Кетерик Торм держит на руках свою новорождённую дочь. Мелодия смотрит на него, с любовью касается его руки. Она укутана в тёмно-синее полотно, расшитое луной и звёздами, уставшая, бледная, но из последних сил улыбающаяся. Кетерик Торм берёт свою драгоценную жену под руку, выходит с ней на широкий балкон, чтобы продемонстрировать всему Рейтвину свою наследницу. Мелодия без слов молится Селунэ. Лунный свет касается её светлых волос. "Наша звёздочка". У Изобель солёные от слёз щёки.

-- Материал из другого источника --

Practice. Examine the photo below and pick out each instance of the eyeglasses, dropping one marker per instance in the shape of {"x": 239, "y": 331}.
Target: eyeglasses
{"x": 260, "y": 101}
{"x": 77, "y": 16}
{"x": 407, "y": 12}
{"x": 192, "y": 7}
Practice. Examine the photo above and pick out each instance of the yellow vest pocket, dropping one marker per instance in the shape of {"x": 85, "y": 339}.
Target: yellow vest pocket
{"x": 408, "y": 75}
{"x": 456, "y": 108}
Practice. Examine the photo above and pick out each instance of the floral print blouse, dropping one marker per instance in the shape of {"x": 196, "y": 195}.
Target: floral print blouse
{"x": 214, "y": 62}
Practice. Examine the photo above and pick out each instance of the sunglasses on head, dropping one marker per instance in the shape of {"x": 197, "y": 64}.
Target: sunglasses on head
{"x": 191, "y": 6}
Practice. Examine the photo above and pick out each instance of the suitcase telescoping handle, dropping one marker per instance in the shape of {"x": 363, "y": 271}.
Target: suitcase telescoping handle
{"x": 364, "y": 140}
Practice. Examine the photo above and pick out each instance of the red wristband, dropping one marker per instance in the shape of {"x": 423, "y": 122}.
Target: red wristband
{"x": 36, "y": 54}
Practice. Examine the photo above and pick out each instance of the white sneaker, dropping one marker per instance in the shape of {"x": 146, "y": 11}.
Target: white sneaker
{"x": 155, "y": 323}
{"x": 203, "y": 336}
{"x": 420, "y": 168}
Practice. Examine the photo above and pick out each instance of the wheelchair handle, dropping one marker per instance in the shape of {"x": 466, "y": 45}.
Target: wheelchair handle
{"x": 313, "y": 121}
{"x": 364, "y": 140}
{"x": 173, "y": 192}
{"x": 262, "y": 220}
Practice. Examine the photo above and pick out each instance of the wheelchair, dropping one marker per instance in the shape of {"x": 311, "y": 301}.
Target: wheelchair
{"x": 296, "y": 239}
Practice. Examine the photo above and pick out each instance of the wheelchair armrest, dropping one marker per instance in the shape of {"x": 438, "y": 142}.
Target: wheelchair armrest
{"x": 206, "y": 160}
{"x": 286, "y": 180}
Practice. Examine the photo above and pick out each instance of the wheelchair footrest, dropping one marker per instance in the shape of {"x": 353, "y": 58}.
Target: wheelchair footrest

Кетерик произносит торжественную, но скорбную речь. Они будут молча стоять у саркофага Мелодии в мавзолее Тормов, когда тяжёлая рука отца ляжет ей на плечо."Моя звёздочка". Звёздочка. Ты здесь? Ты вернулась ко мне? Моя милая, моя дорогая Изобель... Вернулась?... Но, если она вернулась, значит, она куда-то уходила? Она не помнит, когда всё стало таким тёмным, когда успел так осунуться её отец, когда тени стали живыми, когда они начали шептать её имя, голодно облизываясь.
Она не помнит, как вышло так, что в Лунные башни, оплот Серебряной богини, произведение архитектурного искусства, воздвинутое в её честь, превратилось... в кишащее чудовищами нечто. Гноллы тявкали. Гули хлопали крыльями и щелками зубами. А весь главный зал выглядел словно остатки омерзительного пиршества.
- Что ты сделал?.. Папа, что ты наделал?..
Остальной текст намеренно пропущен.